Herbert Smith Freehills partner Rachel Pinto seconded the call for clarity, arguing that the draft policy as it stands “contains mixed messages and leaves unnecessary uncertainty over when the new offences will apply”.

“On the one hand the policy indicates that the new offences are aimed at the most serious intentional or reckless conduct, and that they are not intended to achieve a fundamental change in commercial norms or accepted standards of commercial behaviour in the UK,” she said. 

“However, at the same time, it fails to give unequivocal assurance that an entity that has fully mitigated any detriment to its scheme or that has obtained clearance from the regulator will not be prosecuted. This creates unnecessary uncertainty.”

Pinto likewise pointed out that the illustrative examples offered by TPR are too extreme, “either falling clearly within the boundary of legitimate activity or clearly within the scope of the new offences”.

“Most corporate activity will fall somewhere in between, and this is where corporate sponsors, investors, lenders, trustees and their advisers need more clarity on how the new offences will be enforced to enable them to form a view about whether any proposed activity is lawful or not,” she noted.

PMI calls for ‘substantial guidance’

In its own response to the consultation, the Pensions Management Institute echoed a number of the points raised by the SPP, and called for “substantial guidance” to clear up concerns about TPR’s overall approach.

It noted that the “reasonable excuse” defence allowed for by the draft policy “is only available if TPR is satisfied that the relevant conditions are met”. 

“This may pose a difficulty in practice without substantial guidance, as a person and/or their advisers may be uncertain as to what circumstances and evidence would likely give rise to TPR being satisfied.”

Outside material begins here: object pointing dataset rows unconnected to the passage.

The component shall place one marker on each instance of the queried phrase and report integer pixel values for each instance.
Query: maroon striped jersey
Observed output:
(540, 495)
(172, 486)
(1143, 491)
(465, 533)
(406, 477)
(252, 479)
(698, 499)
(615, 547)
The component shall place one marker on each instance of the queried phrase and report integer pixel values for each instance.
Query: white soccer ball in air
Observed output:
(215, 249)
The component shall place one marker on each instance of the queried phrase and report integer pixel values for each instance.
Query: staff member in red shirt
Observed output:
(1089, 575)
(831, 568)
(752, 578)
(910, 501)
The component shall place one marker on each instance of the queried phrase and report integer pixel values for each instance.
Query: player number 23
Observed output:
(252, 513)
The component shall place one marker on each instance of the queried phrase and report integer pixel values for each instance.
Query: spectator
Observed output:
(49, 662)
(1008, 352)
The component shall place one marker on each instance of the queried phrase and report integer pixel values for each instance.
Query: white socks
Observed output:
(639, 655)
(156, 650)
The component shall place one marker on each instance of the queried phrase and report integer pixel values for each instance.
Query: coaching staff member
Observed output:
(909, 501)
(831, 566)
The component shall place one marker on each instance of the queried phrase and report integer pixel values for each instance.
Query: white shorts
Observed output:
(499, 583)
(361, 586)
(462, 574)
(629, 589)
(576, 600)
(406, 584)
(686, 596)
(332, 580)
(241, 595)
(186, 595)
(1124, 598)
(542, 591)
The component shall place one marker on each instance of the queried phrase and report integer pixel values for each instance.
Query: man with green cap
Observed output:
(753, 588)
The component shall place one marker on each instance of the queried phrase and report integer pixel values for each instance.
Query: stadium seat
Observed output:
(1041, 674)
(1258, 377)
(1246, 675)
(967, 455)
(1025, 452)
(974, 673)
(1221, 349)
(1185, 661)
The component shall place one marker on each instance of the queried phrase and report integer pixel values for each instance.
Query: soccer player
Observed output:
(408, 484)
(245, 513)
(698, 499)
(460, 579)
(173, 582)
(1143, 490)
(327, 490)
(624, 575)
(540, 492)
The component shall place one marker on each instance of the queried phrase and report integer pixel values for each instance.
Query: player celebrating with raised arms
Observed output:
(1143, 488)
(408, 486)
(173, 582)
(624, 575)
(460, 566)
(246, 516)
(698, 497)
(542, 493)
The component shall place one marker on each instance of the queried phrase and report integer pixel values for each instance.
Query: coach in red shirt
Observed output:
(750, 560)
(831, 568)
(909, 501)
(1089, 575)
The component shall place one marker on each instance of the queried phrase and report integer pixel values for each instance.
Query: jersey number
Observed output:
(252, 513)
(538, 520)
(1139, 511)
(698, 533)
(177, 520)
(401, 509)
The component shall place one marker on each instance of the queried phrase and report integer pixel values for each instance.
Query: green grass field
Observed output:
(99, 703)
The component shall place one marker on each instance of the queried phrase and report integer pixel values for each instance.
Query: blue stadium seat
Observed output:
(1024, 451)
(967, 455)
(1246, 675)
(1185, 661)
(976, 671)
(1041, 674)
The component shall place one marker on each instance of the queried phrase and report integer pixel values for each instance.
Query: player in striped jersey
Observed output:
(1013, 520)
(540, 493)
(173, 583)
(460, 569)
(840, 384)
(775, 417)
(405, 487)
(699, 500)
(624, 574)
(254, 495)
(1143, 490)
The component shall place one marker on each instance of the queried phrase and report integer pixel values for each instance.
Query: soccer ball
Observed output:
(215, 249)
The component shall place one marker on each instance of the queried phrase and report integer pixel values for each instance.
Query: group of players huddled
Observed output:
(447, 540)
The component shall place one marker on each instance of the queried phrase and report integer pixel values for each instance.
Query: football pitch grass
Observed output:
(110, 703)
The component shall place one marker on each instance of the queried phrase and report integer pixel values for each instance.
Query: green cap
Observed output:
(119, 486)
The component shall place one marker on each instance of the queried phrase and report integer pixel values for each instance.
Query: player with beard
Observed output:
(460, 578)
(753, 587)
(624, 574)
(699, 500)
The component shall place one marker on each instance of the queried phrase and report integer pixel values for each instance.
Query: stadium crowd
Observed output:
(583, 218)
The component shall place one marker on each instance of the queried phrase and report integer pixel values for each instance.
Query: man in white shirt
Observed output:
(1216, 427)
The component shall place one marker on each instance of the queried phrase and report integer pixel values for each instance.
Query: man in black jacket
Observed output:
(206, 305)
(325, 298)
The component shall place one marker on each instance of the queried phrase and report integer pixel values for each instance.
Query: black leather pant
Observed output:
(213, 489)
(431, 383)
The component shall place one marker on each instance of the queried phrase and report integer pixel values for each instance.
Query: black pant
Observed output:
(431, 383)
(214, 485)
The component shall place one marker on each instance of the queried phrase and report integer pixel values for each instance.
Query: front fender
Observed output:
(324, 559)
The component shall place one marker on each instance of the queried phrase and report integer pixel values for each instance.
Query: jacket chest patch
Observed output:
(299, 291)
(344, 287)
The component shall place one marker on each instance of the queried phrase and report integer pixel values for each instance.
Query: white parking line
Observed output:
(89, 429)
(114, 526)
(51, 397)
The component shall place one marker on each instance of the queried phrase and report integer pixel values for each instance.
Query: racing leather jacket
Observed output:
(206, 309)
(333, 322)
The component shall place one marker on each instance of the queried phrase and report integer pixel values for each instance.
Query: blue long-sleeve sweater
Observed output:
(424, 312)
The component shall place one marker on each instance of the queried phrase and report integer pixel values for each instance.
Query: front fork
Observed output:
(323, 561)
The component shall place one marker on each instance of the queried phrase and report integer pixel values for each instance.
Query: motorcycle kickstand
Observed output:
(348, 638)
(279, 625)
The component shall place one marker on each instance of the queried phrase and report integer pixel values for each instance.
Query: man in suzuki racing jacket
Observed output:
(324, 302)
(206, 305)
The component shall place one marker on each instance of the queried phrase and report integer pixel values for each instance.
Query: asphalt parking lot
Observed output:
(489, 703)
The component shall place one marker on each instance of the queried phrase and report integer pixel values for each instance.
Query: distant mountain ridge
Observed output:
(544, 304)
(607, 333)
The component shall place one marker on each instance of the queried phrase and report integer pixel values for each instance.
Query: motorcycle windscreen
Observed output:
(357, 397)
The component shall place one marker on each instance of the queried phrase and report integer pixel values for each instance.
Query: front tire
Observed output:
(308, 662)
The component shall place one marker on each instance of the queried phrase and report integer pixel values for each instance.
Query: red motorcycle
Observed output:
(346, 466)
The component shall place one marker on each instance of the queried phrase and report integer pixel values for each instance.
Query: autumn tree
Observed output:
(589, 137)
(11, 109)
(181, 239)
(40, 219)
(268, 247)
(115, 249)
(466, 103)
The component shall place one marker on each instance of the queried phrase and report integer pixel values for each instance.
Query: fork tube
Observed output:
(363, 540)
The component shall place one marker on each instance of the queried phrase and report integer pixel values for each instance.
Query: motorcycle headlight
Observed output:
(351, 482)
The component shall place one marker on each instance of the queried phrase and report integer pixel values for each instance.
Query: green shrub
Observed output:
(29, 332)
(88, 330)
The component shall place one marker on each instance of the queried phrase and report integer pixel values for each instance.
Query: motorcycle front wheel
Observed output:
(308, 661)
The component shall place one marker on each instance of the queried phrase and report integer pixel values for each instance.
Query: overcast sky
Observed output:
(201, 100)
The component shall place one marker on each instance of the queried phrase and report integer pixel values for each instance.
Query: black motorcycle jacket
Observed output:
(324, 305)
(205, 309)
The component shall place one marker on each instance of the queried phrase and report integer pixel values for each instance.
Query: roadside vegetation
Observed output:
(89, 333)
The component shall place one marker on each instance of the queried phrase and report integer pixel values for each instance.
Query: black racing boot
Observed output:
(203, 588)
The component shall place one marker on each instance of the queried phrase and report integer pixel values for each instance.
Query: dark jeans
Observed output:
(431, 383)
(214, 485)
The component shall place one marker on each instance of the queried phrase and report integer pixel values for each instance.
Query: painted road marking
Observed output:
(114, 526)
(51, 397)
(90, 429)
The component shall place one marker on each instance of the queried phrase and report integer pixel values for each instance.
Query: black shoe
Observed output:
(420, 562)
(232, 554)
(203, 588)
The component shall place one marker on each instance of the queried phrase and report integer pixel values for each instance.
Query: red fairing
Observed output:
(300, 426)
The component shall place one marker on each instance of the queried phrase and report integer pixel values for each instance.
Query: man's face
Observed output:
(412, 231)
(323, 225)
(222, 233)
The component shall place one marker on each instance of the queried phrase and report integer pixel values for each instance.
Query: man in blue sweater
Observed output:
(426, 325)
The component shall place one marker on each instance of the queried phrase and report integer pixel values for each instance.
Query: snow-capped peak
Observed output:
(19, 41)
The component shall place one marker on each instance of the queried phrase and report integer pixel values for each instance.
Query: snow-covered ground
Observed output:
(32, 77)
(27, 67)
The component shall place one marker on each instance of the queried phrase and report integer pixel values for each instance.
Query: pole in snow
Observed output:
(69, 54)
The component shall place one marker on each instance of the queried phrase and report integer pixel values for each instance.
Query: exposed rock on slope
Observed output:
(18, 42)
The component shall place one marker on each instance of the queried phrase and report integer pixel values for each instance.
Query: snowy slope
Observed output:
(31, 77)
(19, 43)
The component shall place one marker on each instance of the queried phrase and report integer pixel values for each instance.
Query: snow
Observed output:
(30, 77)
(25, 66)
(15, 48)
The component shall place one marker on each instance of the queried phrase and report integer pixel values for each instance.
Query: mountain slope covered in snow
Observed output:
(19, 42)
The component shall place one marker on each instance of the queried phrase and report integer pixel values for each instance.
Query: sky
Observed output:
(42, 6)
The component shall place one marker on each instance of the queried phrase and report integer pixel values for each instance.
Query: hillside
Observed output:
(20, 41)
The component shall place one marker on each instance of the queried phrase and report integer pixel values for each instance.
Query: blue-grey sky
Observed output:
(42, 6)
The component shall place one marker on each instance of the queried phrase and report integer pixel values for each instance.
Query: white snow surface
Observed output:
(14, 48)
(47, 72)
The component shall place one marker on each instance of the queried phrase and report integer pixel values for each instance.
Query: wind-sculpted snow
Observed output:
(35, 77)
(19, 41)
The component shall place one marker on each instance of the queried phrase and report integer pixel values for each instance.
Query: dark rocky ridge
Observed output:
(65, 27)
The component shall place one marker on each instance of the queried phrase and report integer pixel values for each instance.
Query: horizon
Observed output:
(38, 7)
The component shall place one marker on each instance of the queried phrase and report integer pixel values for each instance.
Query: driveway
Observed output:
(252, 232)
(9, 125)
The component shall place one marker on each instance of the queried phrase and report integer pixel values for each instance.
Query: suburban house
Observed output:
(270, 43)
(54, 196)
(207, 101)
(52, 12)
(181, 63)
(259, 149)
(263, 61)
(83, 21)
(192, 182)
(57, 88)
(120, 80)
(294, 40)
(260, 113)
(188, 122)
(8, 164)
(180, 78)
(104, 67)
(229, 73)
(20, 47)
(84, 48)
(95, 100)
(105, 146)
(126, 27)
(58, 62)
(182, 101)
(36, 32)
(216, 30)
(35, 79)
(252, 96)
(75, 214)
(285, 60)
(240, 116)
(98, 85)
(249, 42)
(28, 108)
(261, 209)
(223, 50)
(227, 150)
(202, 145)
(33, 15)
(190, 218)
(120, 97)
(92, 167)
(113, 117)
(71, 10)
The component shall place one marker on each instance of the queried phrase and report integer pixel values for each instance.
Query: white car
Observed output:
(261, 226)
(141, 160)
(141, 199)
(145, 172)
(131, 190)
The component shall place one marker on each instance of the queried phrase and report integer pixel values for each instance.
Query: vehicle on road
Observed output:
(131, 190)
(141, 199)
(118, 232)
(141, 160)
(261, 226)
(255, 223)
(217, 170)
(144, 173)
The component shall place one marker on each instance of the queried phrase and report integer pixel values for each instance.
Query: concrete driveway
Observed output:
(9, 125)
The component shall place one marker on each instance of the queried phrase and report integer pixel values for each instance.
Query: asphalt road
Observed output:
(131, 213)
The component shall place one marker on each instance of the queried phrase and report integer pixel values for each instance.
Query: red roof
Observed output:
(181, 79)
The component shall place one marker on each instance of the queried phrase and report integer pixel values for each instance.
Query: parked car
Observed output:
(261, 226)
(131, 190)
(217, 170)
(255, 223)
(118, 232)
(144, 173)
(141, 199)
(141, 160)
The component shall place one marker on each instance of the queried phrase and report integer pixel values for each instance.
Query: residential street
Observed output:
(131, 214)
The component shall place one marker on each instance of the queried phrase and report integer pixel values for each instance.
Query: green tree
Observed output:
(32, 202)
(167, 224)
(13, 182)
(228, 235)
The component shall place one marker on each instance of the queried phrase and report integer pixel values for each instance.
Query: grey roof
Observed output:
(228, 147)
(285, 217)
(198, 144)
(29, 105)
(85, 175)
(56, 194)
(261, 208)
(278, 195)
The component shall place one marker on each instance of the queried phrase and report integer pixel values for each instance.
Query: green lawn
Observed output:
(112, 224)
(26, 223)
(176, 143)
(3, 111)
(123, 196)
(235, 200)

TPR’s criminal powers draft policy fails to repeal industry concerns

The Pensions Regulator’s draft guidance on its new criminal powers failed to allay fears about the new sanctions, since it will be able to prosecute anyone in connection with an offence and will no longer be bound by limitation periods.

Read more

Similarly, the PMI called on the regulator to provide reassurance to those being investigated, so that they know whether that investigation is on civil or criminal grounds, and to establish “that any one investigation should not give rise to the potential for being used for either a civil or criminal action”. 

“Reasons for this include the underlying uncertainty that this would pose for any person subject to an investigation, and in particular would cause difficulty having regard to the different procedural protections and processes in criminal and civil matters,” its response stated.

“For example, if an investigation is to be brought for criminal matters, then a defendant may choose to rely upon the various protections against self-incrimination.”